#004 : Weather Forecast

The tools that I used:

  • Extract data : Google Sheets
  • Workflow Management : Apache Airflow
  • Data cleaning & manipulation : Pandas
  • Database Connection : Psycopg2
  • Database System : PostgreSQL
  • Container : Docker
  • App Deployment & Dashboard : Streamlit

Project : https://github.com/nairkivm/weather-forecast


weather-forecast-architecture
weather-forecast Architecture.

This is an end-to-end data engineering project that extracts weather forecast data from BMKG (Indonesian agency for meteorology, climatology, and geophysics), stores it in a local database, and feeds the data into a dashboard. I built this entirely in Python.

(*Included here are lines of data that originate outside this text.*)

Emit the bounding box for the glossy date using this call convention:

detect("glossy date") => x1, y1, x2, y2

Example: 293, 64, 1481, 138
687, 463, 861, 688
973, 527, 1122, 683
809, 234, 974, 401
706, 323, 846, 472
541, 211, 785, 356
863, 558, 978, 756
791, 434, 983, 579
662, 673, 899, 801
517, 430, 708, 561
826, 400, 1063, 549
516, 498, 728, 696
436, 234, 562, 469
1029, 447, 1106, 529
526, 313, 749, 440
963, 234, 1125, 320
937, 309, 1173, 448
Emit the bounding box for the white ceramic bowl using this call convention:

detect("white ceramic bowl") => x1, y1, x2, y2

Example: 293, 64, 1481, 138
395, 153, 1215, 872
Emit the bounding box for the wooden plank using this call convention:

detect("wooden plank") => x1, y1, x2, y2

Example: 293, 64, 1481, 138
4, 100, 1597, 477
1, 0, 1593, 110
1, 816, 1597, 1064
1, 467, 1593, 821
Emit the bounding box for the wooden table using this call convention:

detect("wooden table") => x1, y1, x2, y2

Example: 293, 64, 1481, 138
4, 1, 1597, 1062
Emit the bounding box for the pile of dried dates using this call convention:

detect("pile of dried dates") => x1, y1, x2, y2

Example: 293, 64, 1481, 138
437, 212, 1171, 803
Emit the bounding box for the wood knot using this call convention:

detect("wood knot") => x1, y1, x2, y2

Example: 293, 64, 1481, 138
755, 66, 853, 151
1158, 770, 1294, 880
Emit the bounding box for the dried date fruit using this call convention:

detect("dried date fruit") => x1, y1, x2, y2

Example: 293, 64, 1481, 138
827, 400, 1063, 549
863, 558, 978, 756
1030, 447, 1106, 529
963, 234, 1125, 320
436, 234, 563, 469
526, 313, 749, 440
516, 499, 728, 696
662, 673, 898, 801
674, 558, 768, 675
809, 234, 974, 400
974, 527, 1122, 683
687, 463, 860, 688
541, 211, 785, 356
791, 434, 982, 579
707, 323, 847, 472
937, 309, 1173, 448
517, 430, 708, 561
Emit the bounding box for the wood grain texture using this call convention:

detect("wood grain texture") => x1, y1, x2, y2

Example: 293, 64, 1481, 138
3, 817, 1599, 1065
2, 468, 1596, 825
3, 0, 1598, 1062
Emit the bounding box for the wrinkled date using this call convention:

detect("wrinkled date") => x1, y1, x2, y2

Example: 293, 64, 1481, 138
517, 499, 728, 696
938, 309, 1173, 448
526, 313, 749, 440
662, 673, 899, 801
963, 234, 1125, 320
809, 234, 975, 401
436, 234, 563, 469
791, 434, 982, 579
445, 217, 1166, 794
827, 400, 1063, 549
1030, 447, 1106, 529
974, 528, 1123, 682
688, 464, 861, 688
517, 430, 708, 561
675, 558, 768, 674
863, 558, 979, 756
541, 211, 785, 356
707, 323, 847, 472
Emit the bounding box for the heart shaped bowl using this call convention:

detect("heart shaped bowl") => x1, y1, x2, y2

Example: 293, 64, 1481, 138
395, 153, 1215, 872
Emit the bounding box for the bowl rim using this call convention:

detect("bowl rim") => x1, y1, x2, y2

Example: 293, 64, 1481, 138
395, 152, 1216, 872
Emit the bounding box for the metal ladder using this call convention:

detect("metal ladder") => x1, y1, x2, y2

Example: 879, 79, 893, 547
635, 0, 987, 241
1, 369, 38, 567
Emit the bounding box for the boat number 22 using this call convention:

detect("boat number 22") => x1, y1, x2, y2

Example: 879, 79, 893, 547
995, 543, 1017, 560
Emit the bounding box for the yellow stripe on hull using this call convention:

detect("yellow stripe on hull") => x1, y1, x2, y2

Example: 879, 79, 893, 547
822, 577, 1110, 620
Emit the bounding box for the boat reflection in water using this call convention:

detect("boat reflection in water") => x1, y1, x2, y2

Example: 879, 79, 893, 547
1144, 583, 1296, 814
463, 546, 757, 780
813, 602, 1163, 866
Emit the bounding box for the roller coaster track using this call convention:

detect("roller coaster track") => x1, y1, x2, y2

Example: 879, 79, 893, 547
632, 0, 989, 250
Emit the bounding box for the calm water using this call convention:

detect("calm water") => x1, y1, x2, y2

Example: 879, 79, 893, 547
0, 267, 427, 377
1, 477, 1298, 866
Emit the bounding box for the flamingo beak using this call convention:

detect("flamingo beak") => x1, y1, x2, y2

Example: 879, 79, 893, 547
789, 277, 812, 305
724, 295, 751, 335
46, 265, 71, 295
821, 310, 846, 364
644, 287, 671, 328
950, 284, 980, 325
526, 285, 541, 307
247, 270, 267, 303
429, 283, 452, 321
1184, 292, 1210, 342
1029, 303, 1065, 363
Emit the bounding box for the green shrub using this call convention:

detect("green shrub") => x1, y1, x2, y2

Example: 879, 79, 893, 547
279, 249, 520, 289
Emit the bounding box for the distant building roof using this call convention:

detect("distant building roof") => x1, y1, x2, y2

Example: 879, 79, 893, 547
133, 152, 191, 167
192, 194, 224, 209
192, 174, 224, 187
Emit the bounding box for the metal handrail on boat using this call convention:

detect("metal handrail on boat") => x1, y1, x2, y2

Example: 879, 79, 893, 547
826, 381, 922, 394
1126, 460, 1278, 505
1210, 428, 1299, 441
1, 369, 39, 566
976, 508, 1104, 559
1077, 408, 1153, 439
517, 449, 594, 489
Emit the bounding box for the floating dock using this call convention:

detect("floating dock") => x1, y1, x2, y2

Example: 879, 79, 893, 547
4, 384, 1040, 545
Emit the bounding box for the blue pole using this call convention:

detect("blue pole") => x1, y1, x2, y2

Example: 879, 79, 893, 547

To extract the data, I wanted to use BMKG’s API, but it was blocked and their website prevented scraping. So, I found a workaround using “IMPORTHTML” and “IMPORTXML” formulas from Google Sheets (I don’t know why web scraping doesn’t work, but this Google Sheets formula trick does). Here’s the link to copy the Google Sheets file.

weather-forecast-dag
weather-forecast DAG.

After I extracted the data, I stored the raw data into a data warehouse. I was afraid to use S3 storage (because they can charge me if I’m careless), so I just stored the data locally. And then, I processed the raw data into clean data, heavily utilizing the pandas module, and stored it in a database (that also ran on my local PostgreSQL server). I used the psycopg2 module to connect PostgreSQL and Python. I created a scheduled workflow of extract-load-transform data daily using Apache Airflow, run inside a Docker container.

weather-forecast-erd
weather-forecast ERD for the database.

After that, I used Streamlit, an app framework in Python, to display a dashboard showing the weather forecast and the temperature of Kab. Kupang, NTT. Initially, I wanted to connect the app with the database, but I ran my database locally, so it was unsafe and unreliable. For displaying purposes, the data source came from this project directory.

Trivia:

  1. This was just a sample project, so the dataset was small. I deliberately chose a location and omitted other metrics, like humidity, wind direction, etc.
  2. I chose Kab. Kupang, NTT because that is a city where the Indonesian National Observatory (at Mount Timau) takes place, so this dashboard could be used to track the weather for astronomy observation purpose.